Pteridium aquiline – Bracken Fern – Collect the young growth in spring when under 10 inches, and cook in boiling and salted water for ten minutes.
Pueraria montana - Kudzu – Except for the seeds, the whole plant is edible and nutritious. They can be used in salads or cooked. Old leaves can be fried like potato chips to make a crispy and tasty snack.
Prunus serotina - Black Cherry - The fruit of the Black Cherry has 17 antioxidants. Do not eat the seed.
Raphanus raphanistrum – Wild Radish – The entire plant is edible, raw or cooked – it tastes just like cultivated radish!

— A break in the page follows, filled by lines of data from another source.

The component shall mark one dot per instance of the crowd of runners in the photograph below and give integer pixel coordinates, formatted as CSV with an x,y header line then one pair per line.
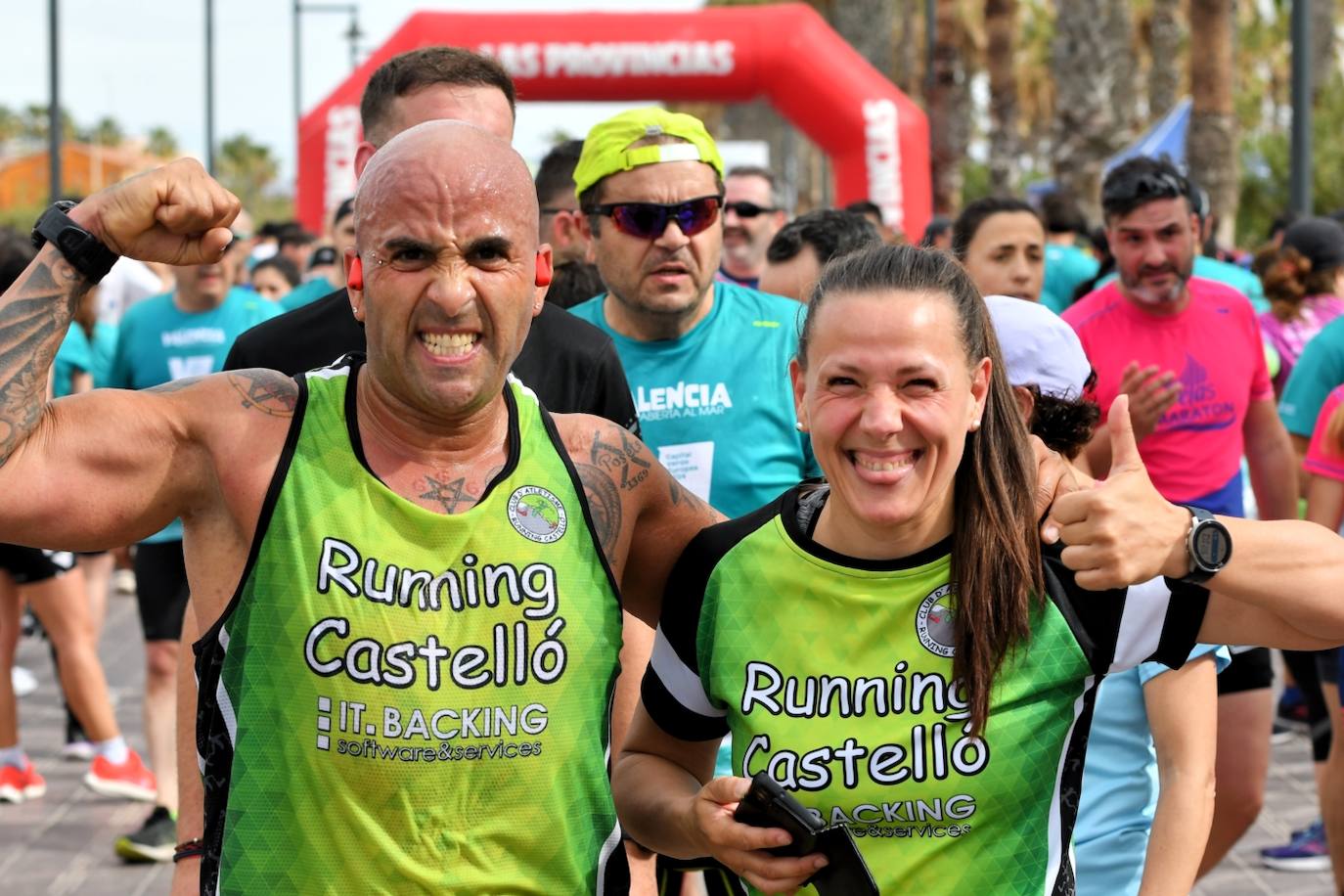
x,y
495,538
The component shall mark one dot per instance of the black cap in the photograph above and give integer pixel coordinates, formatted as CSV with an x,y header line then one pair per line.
x,y
1319,240
322,255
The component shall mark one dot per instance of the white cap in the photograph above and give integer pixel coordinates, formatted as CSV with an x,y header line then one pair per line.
x,y
1039,347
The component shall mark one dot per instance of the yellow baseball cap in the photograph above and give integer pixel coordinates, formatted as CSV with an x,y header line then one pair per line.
x,y
606,147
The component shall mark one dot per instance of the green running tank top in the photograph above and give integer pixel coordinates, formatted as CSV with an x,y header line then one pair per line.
x,y
405,701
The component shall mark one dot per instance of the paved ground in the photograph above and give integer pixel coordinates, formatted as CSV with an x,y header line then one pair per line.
x,y
62,842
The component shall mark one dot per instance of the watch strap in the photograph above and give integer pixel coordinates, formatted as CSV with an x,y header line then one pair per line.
x,y
85,251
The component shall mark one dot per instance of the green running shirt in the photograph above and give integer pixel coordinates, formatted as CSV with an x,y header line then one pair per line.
x,y
834,676
405,701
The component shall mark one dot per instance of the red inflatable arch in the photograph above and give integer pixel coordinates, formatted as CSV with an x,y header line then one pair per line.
x,y
875,136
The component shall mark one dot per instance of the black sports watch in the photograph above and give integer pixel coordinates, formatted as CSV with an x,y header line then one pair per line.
x,y
85,251
1208,546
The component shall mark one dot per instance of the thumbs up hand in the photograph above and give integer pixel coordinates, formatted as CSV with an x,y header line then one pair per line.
x,y
1121,531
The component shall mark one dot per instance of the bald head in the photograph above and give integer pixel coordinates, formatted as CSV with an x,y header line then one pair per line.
x,y
444,164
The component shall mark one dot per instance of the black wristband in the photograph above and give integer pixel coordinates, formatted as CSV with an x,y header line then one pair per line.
x,y
85,251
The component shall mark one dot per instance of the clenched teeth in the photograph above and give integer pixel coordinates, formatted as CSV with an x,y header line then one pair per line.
x,y
448,344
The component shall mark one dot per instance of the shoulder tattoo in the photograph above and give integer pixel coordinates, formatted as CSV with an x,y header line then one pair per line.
x,y
268,391
604,503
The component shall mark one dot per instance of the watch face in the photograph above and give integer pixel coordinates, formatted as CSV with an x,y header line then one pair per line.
x,y
1211,546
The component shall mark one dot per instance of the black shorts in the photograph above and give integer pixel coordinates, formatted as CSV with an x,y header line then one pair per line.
x,y
1250,670
161,590
28,565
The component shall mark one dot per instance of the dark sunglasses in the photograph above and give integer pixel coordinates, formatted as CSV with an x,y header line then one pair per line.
x,y
648,220
747,209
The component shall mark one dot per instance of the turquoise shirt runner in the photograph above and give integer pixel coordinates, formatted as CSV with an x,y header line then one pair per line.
x,y
79,355
1319,370
158,342
715,403
1066,267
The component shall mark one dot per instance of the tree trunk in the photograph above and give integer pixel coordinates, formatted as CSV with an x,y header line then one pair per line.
x,y
1000,51
1324,64
1089,64
1164,34
1211,141
949,111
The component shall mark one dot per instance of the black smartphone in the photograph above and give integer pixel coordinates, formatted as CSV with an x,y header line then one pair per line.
x,y
769,805
847,874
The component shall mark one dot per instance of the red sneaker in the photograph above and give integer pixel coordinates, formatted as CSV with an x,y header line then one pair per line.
x,y
128,780
18,784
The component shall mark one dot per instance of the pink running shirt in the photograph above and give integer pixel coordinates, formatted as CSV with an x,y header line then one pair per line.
x,y
1322,458
1214,348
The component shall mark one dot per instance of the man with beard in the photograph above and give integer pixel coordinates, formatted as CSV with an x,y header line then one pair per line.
x,y
179,335
707,360
753,214
1188,353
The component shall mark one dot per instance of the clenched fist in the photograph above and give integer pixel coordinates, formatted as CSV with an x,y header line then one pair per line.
x,y
176,214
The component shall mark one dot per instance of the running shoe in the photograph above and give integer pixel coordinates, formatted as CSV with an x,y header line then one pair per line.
x,y
124,582
154,842
24,681
1305,850
128,780
18,784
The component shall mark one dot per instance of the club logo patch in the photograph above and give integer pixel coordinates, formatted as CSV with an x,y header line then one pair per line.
x,y
934,622
536,515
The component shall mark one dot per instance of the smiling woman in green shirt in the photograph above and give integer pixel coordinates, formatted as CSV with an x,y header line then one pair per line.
x,y
894,644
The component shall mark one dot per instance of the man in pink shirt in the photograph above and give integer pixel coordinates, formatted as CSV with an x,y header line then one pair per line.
x,y
1188,352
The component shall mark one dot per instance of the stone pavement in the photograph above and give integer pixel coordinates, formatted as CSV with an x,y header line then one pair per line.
x,y
62,842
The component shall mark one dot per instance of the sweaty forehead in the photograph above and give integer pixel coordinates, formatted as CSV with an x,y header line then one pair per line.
x,y
450,177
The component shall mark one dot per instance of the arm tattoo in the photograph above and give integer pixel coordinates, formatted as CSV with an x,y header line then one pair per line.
x,y
175,385
268,391
682,495
622,461
32,321
604,503
448,496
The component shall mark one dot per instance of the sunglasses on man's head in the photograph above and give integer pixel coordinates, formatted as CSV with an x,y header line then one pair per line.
x,y
648,220
747,209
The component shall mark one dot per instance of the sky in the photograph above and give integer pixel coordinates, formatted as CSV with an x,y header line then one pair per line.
x,y
141,62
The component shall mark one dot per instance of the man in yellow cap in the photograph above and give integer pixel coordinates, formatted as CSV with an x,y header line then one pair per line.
x,y
707,360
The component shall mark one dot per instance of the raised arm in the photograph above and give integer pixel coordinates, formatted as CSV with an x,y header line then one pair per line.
x,y
96,470
1281,587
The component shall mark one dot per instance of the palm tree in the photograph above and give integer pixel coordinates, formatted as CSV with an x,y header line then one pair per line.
x,y
1211,141
1000,50
161,143
949,109
1088,65
1164,38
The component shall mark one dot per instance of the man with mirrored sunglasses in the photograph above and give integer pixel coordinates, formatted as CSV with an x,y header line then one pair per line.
x,y
753,214
707,360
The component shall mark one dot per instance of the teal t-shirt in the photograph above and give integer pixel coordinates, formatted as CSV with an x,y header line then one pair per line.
x,y
78,353
715,405
1066,266
158,342
305,293
1238,278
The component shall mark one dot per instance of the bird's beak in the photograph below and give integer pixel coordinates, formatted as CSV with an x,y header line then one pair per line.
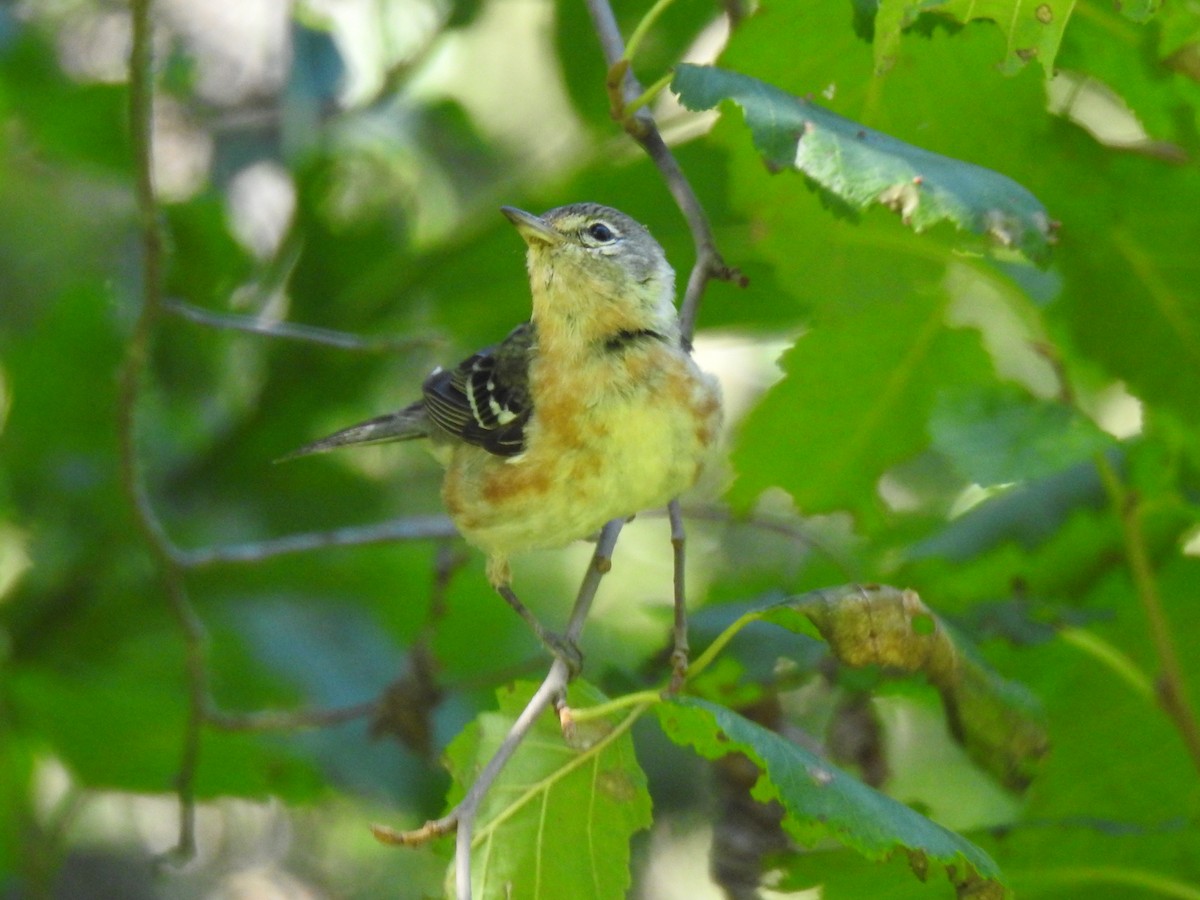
x,y
532,228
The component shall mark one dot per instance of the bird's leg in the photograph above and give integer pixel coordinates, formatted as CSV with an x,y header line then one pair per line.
x,y
679,654
563,648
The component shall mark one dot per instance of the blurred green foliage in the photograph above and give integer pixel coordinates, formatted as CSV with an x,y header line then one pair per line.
x,y
937,425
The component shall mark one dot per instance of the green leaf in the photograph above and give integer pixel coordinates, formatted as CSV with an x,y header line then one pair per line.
x,y
821,801
1129,298
1032,29
1000,435
999,723
558,820
853,403
858,167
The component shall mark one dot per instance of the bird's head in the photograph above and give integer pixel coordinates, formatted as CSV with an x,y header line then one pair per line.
x,y
597,271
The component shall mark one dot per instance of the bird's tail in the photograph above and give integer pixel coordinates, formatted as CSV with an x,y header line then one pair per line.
x,y
406,425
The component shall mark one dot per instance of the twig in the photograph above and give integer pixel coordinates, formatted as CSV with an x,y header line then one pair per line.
x,y
130,379
293,330
640,125
783,526
411,528
1171,685
294,720
462,817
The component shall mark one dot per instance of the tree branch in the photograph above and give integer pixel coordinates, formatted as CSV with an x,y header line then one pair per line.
x,y
293,330
553,687
409,528
640,125
132,372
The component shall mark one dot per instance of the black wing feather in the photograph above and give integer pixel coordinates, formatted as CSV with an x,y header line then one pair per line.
x,y
485,399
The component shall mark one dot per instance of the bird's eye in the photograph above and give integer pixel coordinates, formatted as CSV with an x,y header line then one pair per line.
x,y
600,232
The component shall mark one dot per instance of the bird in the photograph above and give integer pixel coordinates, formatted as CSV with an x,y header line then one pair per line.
x,y
593,409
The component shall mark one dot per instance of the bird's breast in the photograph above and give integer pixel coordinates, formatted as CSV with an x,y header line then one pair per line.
x,y
605,441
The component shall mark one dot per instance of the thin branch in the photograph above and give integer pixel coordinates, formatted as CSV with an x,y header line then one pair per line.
x,y
778,525
292,330
411,528
132,372
553,687
291,720
1171,684
640,125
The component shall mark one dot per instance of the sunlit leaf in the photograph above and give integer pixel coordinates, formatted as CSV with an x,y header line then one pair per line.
x,y
558,820
859,167
821,801
1032,28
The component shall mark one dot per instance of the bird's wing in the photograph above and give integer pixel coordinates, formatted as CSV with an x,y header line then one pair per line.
x,y
409,423
485,399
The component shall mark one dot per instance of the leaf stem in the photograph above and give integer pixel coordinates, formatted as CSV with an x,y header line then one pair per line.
x,y
648,95
643,28
1111,658
649,697
1170,687
720,641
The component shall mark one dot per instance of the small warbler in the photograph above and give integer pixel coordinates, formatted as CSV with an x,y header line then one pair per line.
x,y
592,411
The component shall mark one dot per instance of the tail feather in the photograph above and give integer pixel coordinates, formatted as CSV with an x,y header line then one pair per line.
x,y
406,425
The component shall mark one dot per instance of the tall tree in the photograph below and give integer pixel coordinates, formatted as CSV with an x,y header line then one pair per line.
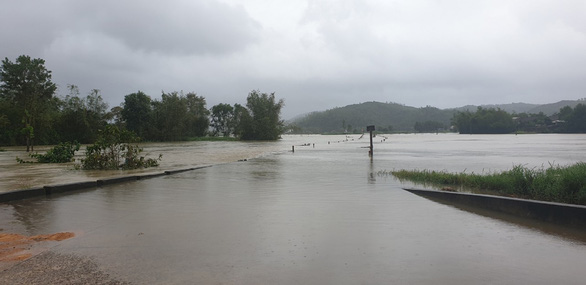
x,y
170,117
221,119
265,112
137,113
26,84
197,115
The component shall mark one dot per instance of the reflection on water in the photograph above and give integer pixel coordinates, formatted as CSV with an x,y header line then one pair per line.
x,y
316,216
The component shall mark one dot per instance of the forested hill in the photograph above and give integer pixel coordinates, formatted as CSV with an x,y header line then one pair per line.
x,y
400,118
383,115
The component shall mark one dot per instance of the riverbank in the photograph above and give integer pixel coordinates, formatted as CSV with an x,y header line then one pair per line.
x,y
562,184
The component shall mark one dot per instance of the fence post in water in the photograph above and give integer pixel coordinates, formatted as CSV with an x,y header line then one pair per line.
x,y
370,129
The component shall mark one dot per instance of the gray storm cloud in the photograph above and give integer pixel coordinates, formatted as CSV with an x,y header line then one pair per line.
x,y
314,54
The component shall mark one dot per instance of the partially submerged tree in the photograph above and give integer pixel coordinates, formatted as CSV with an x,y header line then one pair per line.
x,y
26,85
116,149
263,121
222,117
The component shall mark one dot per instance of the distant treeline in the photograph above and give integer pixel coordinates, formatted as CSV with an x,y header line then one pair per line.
x,y
497,121
31,113
393,117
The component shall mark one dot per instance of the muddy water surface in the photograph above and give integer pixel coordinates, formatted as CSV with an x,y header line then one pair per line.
x,y
319,215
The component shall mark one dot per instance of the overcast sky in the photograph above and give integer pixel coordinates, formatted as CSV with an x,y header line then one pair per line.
x,y
316,55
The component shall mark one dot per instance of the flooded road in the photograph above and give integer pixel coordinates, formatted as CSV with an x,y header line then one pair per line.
x,y
319,215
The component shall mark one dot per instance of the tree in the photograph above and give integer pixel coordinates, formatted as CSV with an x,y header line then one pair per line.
x,y
241,122
81,118
484,121
170,117
27,85
137,113
577,119
197,121
428,126
264,113
222,116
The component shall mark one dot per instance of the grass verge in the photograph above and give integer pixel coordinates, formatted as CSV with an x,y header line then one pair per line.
x,y
564,184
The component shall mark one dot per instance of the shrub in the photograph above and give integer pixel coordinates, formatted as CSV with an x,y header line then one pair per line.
x,y
61,153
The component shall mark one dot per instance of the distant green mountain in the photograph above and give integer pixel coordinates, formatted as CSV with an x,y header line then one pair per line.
x,y
383,115
401,118
509,108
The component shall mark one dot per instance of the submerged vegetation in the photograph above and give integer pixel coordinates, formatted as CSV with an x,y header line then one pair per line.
x,y
116,149
61,153
564,184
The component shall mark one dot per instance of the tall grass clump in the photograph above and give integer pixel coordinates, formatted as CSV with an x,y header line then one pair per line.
x,y
564,184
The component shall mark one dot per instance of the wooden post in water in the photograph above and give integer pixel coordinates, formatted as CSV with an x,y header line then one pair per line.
x,y
370,129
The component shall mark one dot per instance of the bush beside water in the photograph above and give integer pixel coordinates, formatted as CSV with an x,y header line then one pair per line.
x,y
555,184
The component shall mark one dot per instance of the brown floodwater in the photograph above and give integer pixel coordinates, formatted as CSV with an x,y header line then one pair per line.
x,y
319,215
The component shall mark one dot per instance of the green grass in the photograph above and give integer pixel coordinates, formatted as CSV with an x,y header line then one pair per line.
x,y
565,184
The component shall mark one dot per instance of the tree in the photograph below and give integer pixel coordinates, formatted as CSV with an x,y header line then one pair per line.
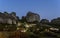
x,y
13,13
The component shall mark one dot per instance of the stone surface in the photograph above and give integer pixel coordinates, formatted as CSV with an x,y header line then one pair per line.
x,y
31,17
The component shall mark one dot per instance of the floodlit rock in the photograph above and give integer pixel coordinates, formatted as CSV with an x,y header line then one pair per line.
x,y
31,17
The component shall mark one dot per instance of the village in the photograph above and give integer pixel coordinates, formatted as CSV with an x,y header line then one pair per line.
x,y
29,26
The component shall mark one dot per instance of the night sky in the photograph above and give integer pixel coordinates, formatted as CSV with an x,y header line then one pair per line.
x,y
48,9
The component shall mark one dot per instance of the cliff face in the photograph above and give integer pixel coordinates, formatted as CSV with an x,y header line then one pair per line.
x,y
7,18
31,17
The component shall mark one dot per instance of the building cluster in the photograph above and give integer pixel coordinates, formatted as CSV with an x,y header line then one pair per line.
x,y
6,18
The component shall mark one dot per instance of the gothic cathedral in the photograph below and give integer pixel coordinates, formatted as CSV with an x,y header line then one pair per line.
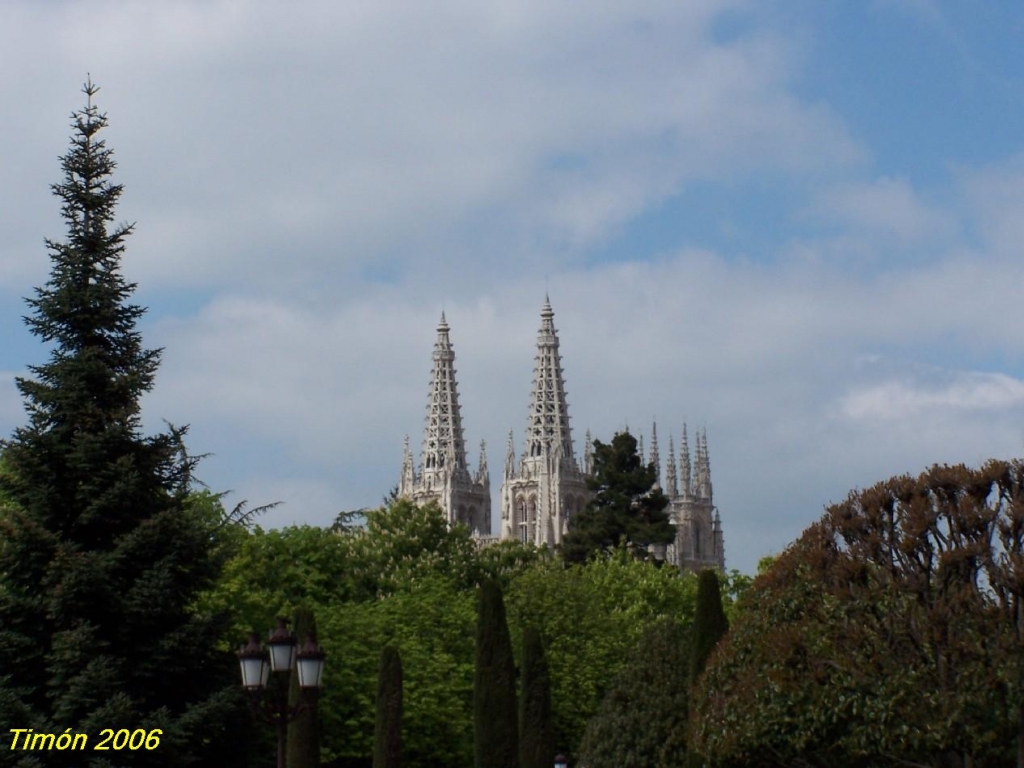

Rhus copallina - Winged Sumac - Ripe berries soaked in warm water, filtered then sweetened into an aide. Sometimes the ade will be clear, other times light pink. Peeled shoots, eaten raw or cooked.
Rubus spp. – Blackberry species – The fruit
Rumex crispa and spp. - Curly dock/Sheep Sorrel – Whole plant is edible, raw or cooked.
Tillandsia usneoides - Spanish Moss – Used for tea, or to eat young green tips.
Tradescantia virginiana - Spiderwort - Leaves and flowers, raw or cooked.
Trifolium campestre/repens - Field Clover/White Clover – The flowers and leaves. White Dutch Clover leaves are edible raw or cooked and can be used in salads, soups, casseroles, or herbal tea.
Ulmus spp. - Elm - Green samaras wings and seed, raw or cooked. Young or small leaves raw or cooked, inner bark cooked.
Vaccinium spp. – Blueberry Species – berries edible.
Veronica persica – Speedwell – Leaves raw or cooked.
Viola spp. - Violet - Violets leaves can be used raw in salads or cooked like spinach.
Vitis spp. - Grape - Young new growth is edible, as is the obvious fruit.
Wisteria spp. – Wisteria species – flowers edible, raw or cooked.
Youngia japonica - Hawk's beard - young leaves raw or cooked.
Yucca filamentosa – Beargrass – The flowers, young flower stalks (peeled), and immature fruit are edible raw or cooked, but are much better when cooked due to the saponins in the plant. Soap can be made from the saponins in the roots & leaves.